It is time to look ahead now that another year of venture capital records has been set. The global statistics was clear: the 2021 venture capital startup investment cycle set a new high; companies raised more money than ever before around the world, with specific locations setting new highs. Africa had a very bad year. The weather in North America was scorching. Latin America has a lot going on. Even under the weight of China’s regulatory onslaught, Asia was ablaze. However, there is Europe. Europe was active, as we discovered earlier this week.
Data from PitchBook on the European 2021 investment cycle estimates venture activity at €102.9 billion, up 120 percent from 2020 levels. According to CB Insights, European companies raised $93.3 billion last year, up 142% from the year before. Both sources showed increased volume, showing that the continent’s numbers were not boosted solely late-stage rounds. However, a market correction could be on the way. The recent stock market selloff of major comparables to high-growth, high-value startups has sparked concern.
The subject has been examined by TechCrunch, but before you think we’re pulling a subversive Chicken Little routine, the idea that venture capitalists’ perspectives on startup fundraising are shifting is something CNBC, Newcomer, and other newspapers are looking at. The Exchange inquired in late December if the era of super-rich software values was over. Today, we would like to broaden the subject to encompass all companies, while focusing on Europe. What is in store for this year’s burgeoning startup market?
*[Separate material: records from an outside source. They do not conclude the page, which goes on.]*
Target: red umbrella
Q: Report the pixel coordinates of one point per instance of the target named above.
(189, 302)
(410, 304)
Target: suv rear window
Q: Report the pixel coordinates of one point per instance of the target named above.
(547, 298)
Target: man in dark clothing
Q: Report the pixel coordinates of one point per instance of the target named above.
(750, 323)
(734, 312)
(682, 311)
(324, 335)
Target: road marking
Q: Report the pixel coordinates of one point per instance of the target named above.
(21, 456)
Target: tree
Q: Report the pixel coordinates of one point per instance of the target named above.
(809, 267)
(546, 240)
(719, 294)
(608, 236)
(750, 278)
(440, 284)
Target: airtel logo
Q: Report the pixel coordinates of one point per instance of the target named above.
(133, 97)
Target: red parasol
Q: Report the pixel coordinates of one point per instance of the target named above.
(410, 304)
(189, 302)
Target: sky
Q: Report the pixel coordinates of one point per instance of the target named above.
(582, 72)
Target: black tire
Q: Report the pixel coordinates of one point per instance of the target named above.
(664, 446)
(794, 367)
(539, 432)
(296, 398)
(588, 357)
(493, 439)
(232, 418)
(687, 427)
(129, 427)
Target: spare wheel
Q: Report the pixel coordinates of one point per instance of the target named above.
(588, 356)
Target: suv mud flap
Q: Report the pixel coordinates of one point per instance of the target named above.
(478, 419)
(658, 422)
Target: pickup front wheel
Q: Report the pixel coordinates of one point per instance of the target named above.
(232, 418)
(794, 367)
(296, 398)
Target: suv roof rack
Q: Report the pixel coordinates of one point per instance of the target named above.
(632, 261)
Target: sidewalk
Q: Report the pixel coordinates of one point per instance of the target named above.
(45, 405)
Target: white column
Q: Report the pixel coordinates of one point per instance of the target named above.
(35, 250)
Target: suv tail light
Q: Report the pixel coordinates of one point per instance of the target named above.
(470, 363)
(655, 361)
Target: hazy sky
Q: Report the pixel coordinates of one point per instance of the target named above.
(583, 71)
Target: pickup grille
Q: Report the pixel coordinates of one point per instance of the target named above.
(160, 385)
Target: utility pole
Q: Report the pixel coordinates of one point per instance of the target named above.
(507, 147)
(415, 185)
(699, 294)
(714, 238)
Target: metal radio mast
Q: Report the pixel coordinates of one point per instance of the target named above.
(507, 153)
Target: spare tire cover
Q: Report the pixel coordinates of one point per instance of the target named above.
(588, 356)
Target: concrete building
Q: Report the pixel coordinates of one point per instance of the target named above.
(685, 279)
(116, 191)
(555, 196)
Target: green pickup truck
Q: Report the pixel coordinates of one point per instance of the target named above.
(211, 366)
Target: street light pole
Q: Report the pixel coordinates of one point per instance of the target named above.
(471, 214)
We enlisted the expertise of Nalin Patel, EMEA VC Analyst at PitchBook, and Christoph Janz, co-founder of Point Nine Capital, to investigate the future of European venture capital. What is on the line? Hundreds of billions of dollars in private-market wealth are healthy and growing.
The fact that Europe had a fantastic 2021 could suggest one of two things: either that it cannot keep up the pace, or that the components are in place for a better 2022. PitchBook’s Nalin Patel is betting on the latter, with observations from both sides of the table. Patel pointed out that there is a lot of dry powder available from a variety of sources for investors. “International and atypical investors, such as corporate venture capitalists, private equity companies, and sovereign wealth funds, compete aggressively with larger traditional VC funds to invest in fast-growing European startups wanting to scale abroad.”